The way U.S. healthcare is organized, funded, and distributed involves a large number of operational, administrative, clinical, financial, and compliance transactions, creating a transaction-intensive industry. In addition, these transactions generate a huge amount of historical and contemporary data. So, unless we meaningfully consolidate all sources of money to make transactions more intelligent and cost-effective across the continuum of care, the amount of waste will be higher and Americans will continue to suffer. Here’s how we can solve the waste problem by plaguing the American healthcare system.

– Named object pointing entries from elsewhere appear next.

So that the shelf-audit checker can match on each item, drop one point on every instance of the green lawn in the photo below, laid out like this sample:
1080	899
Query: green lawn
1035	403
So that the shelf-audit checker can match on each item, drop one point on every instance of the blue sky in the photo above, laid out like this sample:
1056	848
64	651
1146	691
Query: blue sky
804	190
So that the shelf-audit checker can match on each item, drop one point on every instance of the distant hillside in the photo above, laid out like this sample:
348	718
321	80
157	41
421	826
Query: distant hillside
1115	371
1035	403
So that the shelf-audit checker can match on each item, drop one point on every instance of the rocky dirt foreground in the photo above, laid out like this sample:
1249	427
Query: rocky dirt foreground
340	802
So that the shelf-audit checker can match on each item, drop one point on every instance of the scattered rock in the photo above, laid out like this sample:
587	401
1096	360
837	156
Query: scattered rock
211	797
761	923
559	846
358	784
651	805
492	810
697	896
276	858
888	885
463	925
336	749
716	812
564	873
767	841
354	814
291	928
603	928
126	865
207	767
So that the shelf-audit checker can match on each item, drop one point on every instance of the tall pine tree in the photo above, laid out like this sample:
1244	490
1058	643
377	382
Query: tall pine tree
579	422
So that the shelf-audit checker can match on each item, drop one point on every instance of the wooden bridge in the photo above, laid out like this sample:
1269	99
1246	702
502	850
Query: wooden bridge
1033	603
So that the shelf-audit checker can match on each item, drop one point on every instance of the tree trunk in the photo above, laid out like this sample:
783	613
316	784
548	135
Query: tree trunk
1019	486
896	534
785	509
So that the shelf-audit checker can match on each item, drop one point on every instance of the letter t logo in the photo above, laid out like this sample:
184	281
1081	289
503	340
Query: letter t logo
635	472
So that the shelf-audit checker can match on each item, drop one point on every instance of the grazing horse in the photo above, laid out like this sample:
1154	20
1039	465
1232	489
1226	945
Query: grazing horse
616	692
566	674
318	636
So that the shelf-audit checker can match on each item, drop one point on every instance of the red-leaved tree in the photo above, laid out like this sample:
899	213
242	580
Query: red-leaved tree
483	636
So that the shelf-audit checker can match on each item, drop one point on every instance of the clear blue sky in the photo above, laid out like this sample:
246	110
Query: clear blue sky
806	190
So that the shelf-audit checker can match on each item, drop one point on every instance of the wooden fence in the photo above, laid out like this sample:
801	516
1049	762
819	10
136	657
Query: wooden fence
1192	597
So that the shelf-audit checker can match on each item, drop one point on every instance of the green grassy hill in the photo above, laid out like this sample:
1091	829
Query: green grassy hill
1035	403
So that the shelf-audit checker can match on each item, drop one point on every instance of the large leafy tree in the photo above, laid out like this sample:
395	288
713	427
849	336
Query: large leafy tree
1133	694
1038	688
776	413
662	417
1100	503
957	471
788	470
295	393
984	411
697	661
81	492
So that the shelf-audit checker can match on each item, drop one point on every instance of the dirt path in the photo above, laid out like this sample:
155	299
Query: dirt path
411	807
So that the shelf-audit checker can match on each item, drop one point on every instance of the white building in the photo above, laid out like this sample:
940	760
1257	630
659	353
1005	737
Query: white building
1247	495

Breakdown of unnecessary healthcare costs
There are three main buckets in which billions of dollars of wasted healthcare dollars fall. These three buckets are, broadly speaking: unnecessary administrative waste ($ 100 billion), physician / hospital abuse, abuse and incompetence ($ 400 billion) and unnecessary drug-influenced medical costs and lack of home care management ($ 400 billion).
While this may seem like an insignificant number, there are several reasons why this creates unnecessary costs. First, the two major parties control most of how খরচ 4 trillion is spent: providers (such as private insurance, Medicare and Medicaid) and pharmacy benefit managers (PBMs). Because they determine how the money is spent, these two industries have a huge amount of control over how healthcare is managed and how the industry as a whole works.
For decades now, the pair and PBM industries have relied on legacy platform foundations that are not only fragmented but also require intensive human capital to operate. With the entire process and workforce built on managing transactional tasks around existing legacy platforms, it is not surprising that the healthcare industry has resisted modernization. Thus, the journey towards the elimination of healthcare waste begins with the technological revolution and rapid adoption.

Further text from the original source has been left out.